Asaduddin Owaisi, a member of parliament from Hyderabad, was one of these 27 Muslim politicians. His party, the All India Majlis-e-Ittehadul Muslimeen (AIMIM), won its forth consecutive election and secured two out of the three seats it contested. After success in Hyderabad, Owaisi said he would take the AIMIM nationwide.
"How long will Muslims keep on voting for these so-called secular parties? They are not able to defeat the BJP. We need to change the strategy," Owaisi said, referring to the Indian National Congress (INC) and other regional political parties. "Not only Muslims, but all those marginalized sections that are being deprived need to come together."
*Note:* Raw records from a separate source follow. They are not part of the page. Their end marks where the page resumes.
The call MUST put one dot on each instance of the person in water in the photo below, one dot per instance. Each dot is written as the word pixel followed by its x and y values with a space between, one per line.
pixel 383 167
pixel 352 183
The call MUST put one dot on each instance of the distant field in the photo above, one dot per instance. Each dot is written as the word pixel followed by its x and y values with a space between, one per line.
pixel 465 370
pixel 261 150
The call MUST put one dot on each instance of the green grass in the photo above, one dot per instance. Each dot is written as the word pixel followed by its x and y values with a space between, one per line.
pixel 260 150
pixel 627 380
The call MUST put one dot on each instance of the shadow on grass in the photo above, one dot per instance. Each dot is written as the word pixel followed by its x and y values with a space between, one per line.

However, Afroz Alam, a political scientist at Maulana Azad National Urdu University in Hyderabad, is skeptical of a Muslim-based party. "The solution does not lie in going madly after identity politics forwarded by the so-called secular parties, nor in the formation of exclusive Muslim-based parties," he told DW, adding that there were already 25 Muslim-based parties that had yet to see widespread success because Muslims tended to not vote in blocs.
"If the parties are not formed out of sustainable movements and civil society activism, they will not succeed," he said. "Muslim voting preference should be 'candidate centric' with a view toward local dynamics and the candidate's individual merit."
Mohammad Sajjad, a professor of history at Aligarh Muslim University, said that even if a Muslim party won seats in parliament, their voices would not be heard.
"Politically, Muslims cannot do much. It is up to the majority community to decide whether to take along Muslims," he told DW. "At most, Muslims can collect funds for educational institutions and madrassas."
Muslims react to Modi's victory
Modi delivered two speeches after winning the election and both of them were aimed at Indian Muslims. In his first speech given at BJP headquarters, Modi talked about secularism and claimed that "political parties wearing secular masks have been unmasked."
Modi also said he would work to win the trust of minorities. He also advised MPs to be cautious in their statements about minority groups and to avoid verbal attacks.
Jamiat Ulama-i-Hind (JUH), India's largest Muslim organization congratulated Modi on his victory.
In a letter addressed to Modi, JUH general secretary, Maulana Madani, said that the BJP should pay attention to the development of minority groups' education, health and employment.
The All India Ulema and Mashaikh Board, the largest organization of Sufi Muslims in India, also sent a congratulatory message to Modi and welcomed the move to include minorities in India's development.
Who speaks for Muslims?
Political representation for India's Muslims looks to remain disproportionate in Indian parliament. History professor Sajjad pointed out that numbers showing higher Muslim representation could be misleading. "We should find out how many Muslim lawmakers actually intervened in parliament," he said, adding that there were several parliamentary committees in New Delhi that had Muslim members. However, the representation meant nothing if they were unable to put across their views to others, he added.
Others like Adeel Alvi, a research scholar at AMU, claim that that hostility towards Muslims was evident. "There are objections to our dress, our beards, our eating habits and our rituals." Most recently, the media reported that members of a suspected right-wing group forced a Muslim man in Gurugram, close to New Delhi, to remove his skullcap and chant Hindu slogans.
The All India Muslim Personal Law Board, an advocacy group that monitors the application of Islamic law among community members, is also apprehensive that things may take a turn for the worse. In a letter to all Muslims in India, the group's leader has urged them to have patience.